E a definição bíblica de pecado é bem patente: “o pecado é transgressão da lei” (1 João 3:4). Que lei seria essa? A “lei da gravidade”? É claro que é [não, “era”] a lei de Deus. O apóstolo João ao definir assim o pecado vale-se do tempo verbal presente, não passado!
Tampouco Ele estava insinuando algo contra o sábado, querendo depreciá-lo em qualquer medida, pois isso se chocaria com o que declarou em Mateus 5:17-19 que já analisamos acima. Convém observar o vs. 19 onde Cristo diz que quem violar um dos mandamentos ou “assim ensinar aos homens, será considerado mínimo no reino dos céus”. Iria Ele próprio ensinar algo contra um dos mandamentos, e assim desqualificar-Se como “mínimo” no Reino dos céus? Impossível!
É interessante que Cristo não disse para o povo descartar os ensinos dos seus líderes religiosos, mas o mau exemplo e hipocrisia deles. Ele recomendou: “Fazei e guardai, pois, tudo quanto eles [os escribas e fariseus] vos disserem, porém não os imiteis nas suas obras; porque dizem e não fazem” (Mat. 23:2, 3).
Então, vejamos—o que eles diziam? Que deviam guardar a lei de Deus, e nisto estavam certos! Mas, como eles próprios a praticavam? Acrescentando suas interpretações e tradições que a invalidavam e impunham uma terrível carga sobre o já opresso povo (ver Marcos 7:7, 8; Mateus 23:4), no que estavam errados!
Por exemplo, diziam ao povo que deviam trabalhar seis dias e observar o sábado, no que estavam certos (ver Luc. 13:14, cf. Êxo. 20:8-11). No entanto, estavam errados em acrescentar regras absurdas ao preceito, contra as quais Cristo Se indispôs, não para insinuar que a guarda do sábado fosse errada (pois Ele mesmo o instituiu na Criação e o observava [Gên. 2:1-3; Mar. 2:27; Mat. 12:8; Luc. 4:16]), porém para corrigir a forma de o observar, pois tinha zelo pelas coisas de Deus.
Uma pergunta merece ser feita nesse contexto: qual era o teor dos debates de Cristo sobre o sábado--SE era para guardar o sábado, QUANDO era para guardar o sábado, ou COMO observar o dia (em que espírito fazê-lo)?

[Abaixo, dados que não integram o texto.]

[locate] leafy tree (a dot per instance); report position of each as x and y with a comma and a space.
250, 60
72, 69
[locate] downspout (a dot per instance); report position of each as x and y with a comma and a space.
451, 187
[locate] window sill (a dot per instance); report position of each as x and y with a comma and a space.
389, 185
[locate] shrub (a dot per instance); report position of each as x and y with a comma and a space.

Quem souber responder essa pergunta já terá meio caminho andado na compreensão desta questão.
Aliás, o sábado, juntamente com o matrimônio, são as duas únicas instituições que procedem de ANTES do ingresso do pecado no mundo.
Assim como Cristo expulsou os vendilhões do Templo para consertar as coisas quanto à legítima adoração a Deus naquele ambiente de culto (ver Mat. 21:12, 13), dizendo em certa ocasião “aqui está quem é maior do que o Templo” (Mat. 12:6), Ele corrigia a maneira de entender a observância sabática porque tinha zelo pelas coisas de Deus.

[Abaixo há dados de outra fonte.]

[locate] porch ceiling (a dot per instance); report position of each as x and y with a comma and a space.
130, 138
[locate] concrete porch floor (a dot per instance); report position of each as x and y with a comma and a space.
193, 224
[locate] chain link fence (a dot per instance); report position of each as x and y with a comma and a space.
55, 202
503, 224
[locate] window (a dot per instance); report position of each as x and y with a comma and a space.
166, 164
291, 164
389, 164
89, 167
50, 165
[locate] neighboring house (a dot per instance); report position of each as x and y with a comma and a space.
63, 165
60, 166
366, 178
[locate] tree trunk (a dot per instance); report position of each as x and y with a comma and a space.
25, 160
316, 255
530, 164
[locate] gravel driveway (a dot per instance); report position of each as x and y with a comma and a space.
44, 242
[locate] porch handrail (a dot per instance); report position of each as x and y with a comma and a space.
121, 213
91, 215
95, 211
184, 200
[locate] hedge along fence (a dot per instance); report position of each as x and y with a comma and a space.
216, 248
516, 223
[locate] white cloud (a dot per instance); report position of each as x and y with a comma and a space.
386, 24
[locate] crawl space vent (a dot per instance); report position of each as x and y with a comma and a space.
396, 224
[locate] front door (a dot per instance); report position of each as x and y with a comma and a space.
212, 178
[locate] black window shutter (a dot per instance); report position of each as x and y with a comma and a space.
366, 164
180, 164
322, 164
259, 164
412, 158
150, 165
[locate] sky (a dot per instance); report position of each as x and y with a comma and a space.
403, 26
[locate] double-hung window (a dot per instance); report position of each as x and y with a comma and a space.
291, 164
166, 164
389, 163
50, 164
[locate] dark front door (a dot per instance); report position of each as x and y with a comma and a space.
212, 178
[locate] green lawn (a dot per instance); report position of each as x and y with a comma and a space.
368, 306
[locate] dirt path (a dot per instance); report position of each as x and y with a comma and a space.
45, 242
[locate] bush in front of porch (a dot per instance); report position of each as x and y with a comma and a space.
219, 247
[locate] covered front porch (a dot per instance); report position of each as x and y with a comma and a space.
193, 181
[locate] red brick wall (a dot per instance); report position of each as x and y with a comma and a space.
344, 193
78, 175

Foi por isso que disse, “Eu sou o Senhor do sábado”, e “o sábado foi feito por causa do homem, não o homem por causa do sábado”. Longe de ter dito isso para diminuir o valor do sábado, Ele está zelando pelo mandamento que Ele próprio estabeleceu no princípio do mundo, como Criador de todas as coisas que é (Gên. 2:1-3; Heb. 1:2).
Logo, utilizar os debates de Cristo com os líderes judaicos como prova do fim do sábado ou concluir que Ele depreciava sua observância é outro “tiro” interpretativo que sai pela culatra.